Posted 4 April
Research by a Harper Adams Veterinary Nursing student into surgical site preparation in dogs has been presented at one of the world’s largest events for small animal veterinary professionals.
Becky Verhoven, from Buckinghamshire, was offered the chance to present her research at the British Small Animal Veterinary Association (BSAVA) Congress after securing funding for her work from BSAVA PetSavers Charitable scheme.
Her research – titled Cotton wool versus non-woven gauze swabs: comparatively which is more efficacious for minimising the preoperative microbial load on the ovariohysterectomy surgical site in bitches? – forms her final-year Honours Research Project for her BSc (Hons) Veterinary Nursing with Companion Animal Behaviour degree.

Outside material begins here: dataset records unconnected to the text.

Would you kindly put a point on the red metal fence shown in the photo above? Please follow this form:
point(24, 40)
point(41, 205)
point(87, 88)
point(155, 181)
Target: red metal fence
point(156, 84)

Rebecca discovered a keen interest for preparation of the surgical patient on her sandwich year placement at Temple End Vets in High Wycombe, which motivated her to identify gaps in the research and consider unanswered questions.
She said: “I really enjoyed my time at Temple End Vets - I couldn’t imagine spending my 10-week placement or sandwich year anywhere else, it was great! They were really supportive of my study too, allowing me to go upstairs and work on it if it was a particularly quiet day.”
Upon beginning her investigations into antiseptic skin preparation, Becky quickly discovered that while the antiseptic agent and the application technique had been researched and debated extensively, in both human and veterinary medicine, no studies had been conducted to determine the efficacy of materials selected to apply the antiseptic solution to the skin – leading to a lightbulb moment for what she would focus her dissertation on.
She said: “While a number of opinions have been expressed regarding whether cotton wool or non-woven gauze swabs are more effective for cleaning the pre-operative surgical site, these are all based off of anecdotal evidence and there is, currently, no scientific evidence to support these claims.
“The effect of the material utilised to clean the skin on the incidence of post-operative complications is also yet to be researched.”
Having decided to investigate the effectiveness of each material, Becky realised there would be one likely barrier – that of cost. Her planned research meant each of the swab samples she collected from the surgical site would need to be sent away and analysed by a microbiology lab, which would come with a major cost burden for her as an undergraduate student.
However, her HRP supervisor – Veterinary Nursing Lecturer Kat Hart – suggested that she could apply to BSAVA PetSavers for funding to enable the work to go ahead. This funding was approved – and Becky has been able to reveal some of her findings at this year’s BSAVA Congress as a result.
She added: “I feel really honoured to be asked to present my study at BSAVA Congress - nervous but super excited too. I think it will be a really big achievement!”
And Kat added: “Becky’s success shows just what a Veterinary Nursing degree can do – and that research isn’t just limited to other veterinary professionals – we can all have an impact.”
Following her successful conference presentation, Becky has returned to Harper Adams to complete her dissertation – and the final year of her degree.
She added: “I have always, ever since I remember, wanted to work with animals, and veterinary nursing just seemed like the ideal fit.
“When looking at degree courses and choosing a university, I was drawn to Harper because of its top-rated student experience and great graduate prospects. I got interviews at all my universities, but nothing really struck me until I came to Harper – the staff seemed really good and even the campus itself was great – when you drive in, you think ‘this is really lovely!’
“Coming here has been great- it’s been super fun and I have made lots of wonderful friends, who have really made my experience.
“It has been tough at times though – vet nursing is a challenging degree, and that shouldn’t be underestimated.
“However, I can’t exaggerate enough how brilliant the team of veterinary nursing lecturers are. I don’t doubt that if I was struggling, without hesitation, each and every one of them would offer me a world of support. They do really go above and beyond for their students, and I have experienced this personally. I couldn’t be more grateful.”